M. Night Shyamalan gave us Old in 2021, and it was so darn close to being a return to good M. Night flicks! Sure the dialogue sucks–all of his dialogue sucks!–but the story is immersive and engaging for quite a while until it all goes off the rails in the later part of the second act. We get, in the span of five minutes MAYBE, two deaths that are impossible to take seriously because they are so over the top ridiculous. And from there, the whole thing just kind of peters out on its way to the finish line. It started with so much promise, but Shyamalan clearly didn’t know how to end it.
Red Notice was inoffensive nothingness. Gal Gadot and Ryan Reynolds were charming. The Rock was wasted in a role that gave him nothing to do. It was fine; it was FINE. I’m not going to defend this movie; it’s almost inarguably too high on my list. But it killed less than two hours when I was bored at home one day, and I never felt like it was worse than anything else I could have been doing.

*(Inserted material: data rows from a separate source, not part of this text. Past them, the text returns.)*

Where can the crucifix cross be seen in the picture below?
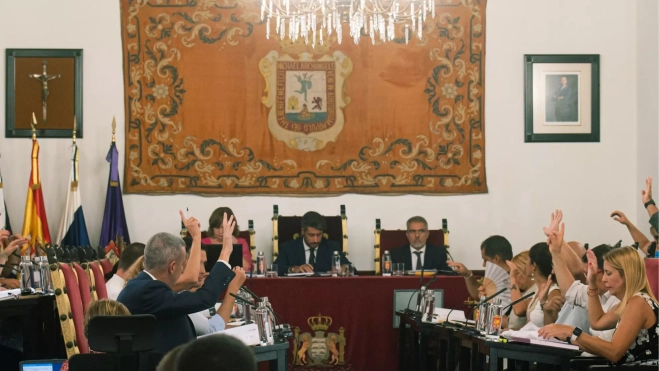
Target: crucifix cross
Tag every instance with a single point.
(44, 78)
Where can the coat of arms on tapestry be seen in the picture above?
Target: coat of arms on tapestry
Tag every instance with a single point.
(217, 105)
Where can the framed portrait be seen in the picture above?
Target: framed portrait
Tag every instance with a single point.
(48, 83)
(561, 98)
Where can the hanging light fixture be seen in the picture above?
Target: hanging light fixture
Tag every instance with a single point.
(304, 19)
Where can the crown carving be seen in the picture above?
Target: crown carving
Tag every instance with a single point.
(319, 323)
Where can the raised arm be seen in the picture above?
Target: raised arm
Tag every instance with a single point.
(470, 280)
(637, 236)
(650, 206)
(191, 273)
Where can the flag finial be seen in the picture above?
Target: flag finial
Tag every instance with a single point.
(114, 127)
(34, 126)
(74, 129)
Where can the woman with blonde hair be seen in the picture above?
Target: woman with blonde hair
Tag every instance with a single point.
(636, 318)
(216, 233)
(103, 307)
(520, 284)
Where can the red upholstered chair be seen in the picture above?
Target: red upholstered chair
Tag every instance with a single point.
(287, 228)
(76, 300)
(83, 286)
(390, 239)
(652, 270)
(99, 281)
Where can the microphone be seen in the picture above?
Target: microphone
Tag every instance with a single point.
(490, 297)
(518, 300)
(252, 294)
(238, 298)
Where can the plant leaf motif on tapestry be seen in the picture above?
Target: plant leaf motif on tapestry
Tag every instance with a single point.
(213, 106)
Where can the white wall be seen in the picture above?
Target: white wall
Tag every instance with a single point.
(647, 73)
(526, 181)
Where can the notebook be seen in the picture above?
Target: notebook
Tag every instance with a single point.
(42, 365)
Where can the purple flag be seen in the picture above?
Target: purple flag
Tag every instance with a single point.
(114, 217)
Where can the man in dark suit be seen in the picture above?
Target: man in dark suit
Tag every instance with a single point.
(311, 253)
(151, 291)
(417, 253)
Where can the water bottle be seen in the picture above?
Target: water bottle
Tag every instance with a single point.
(483, 315)
(495, 317)
(260, 263)
(428, 306)
(26, 275)
(336, 264)
(264, 324)
(386, 264)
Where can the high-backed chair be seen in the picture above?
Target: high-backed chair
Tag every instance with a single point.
(390, 239)
(287, 228)
(77, 311)
(652, 271)
(64, 310)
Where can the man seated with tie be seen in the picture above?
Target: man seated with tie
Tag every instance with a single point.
(417, 253)
(151, 291)
(311, 253)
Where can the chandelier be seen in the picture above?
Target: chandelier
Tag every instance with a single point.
(306, 19)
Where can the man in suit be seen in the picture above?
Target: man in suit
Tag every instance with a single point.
(417, 253)
(151, 291)
(311, 253)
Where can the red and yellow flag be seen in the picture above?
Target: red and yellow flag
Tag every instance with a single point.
(35, 224)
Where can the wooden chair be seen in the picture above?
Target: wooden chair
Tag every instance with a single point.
(390, 239)
(287, 228)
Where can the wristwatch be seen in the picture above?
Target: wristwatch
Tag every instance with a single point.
(575, 334)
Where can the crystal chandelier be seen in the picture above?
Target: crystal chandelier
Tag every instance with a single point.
(307, 18)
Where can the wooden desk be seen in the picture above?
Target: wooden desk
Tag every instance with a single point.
(42, 337)
(275, 355)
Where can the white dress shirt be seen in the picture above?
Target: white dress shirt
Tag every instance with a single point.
(114, 286)
(423, 257)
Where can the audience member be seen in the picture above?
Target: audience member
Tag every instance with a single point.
(216, 352)
(103, 307)
(540, 269)
(216, 234)
(495, 250)
(575, 310)
(520, 284)
(128, 257)
(635, 318)
(217, 322)
(417, 254)
(312, 252)
(151, 292)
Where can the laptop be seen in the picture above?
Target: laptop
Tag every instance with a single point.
(41, 365)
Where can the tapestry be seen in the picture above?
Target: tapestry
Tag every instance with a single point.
(217, 105)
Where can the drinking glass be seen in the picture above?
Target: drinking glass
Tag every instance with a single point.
(271, 272)
(399, 269)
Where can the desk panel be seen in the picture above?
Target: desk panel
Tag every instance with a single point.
(362, 306)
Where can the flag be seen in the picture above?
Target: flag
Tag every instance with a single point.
(73, 230)
(35, 224)
(114, 217)
(4, 216)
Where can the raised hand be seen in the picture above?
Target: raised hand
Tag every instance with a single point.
(591, 277)
(646, 195)
(555, 240)
(556, 218)
(619, 217)
(191, 224)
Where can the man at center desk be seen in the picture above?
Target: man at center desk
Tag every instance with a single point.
(311, 253)
(417, 253)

Boy oh boy, if you thought Old had Stephen King’ed its finish, you have GOT to see Night House! Night House didn’t just NOT stick the landing; it broke both its ankles on the attempt. When we get to the climax of Night House and we see what has really been going on the whole time, my brain just went “Noooooooooooo. Come on. No. No. No. There’s… no”. It’s conclusion is, with as little spoiler as possible, ripping off a minor moment from Homer’s The Odyssey and turning it into a feature length film. I was incredulous at what this movie thought it could get away with, and that stuck with me so much more than Rebecca Hall’s absolutely top-shelf job as the lead or the great journey to that reveal.
And that’s it for #36-17 of the 2021 new releases I saw. We’ll be back soon with the breakdown of #16-1, and if you were mad at me for the movies I didn’t like, you might hate me for the ones I did!
I have bad taste in things. You’ll be okay!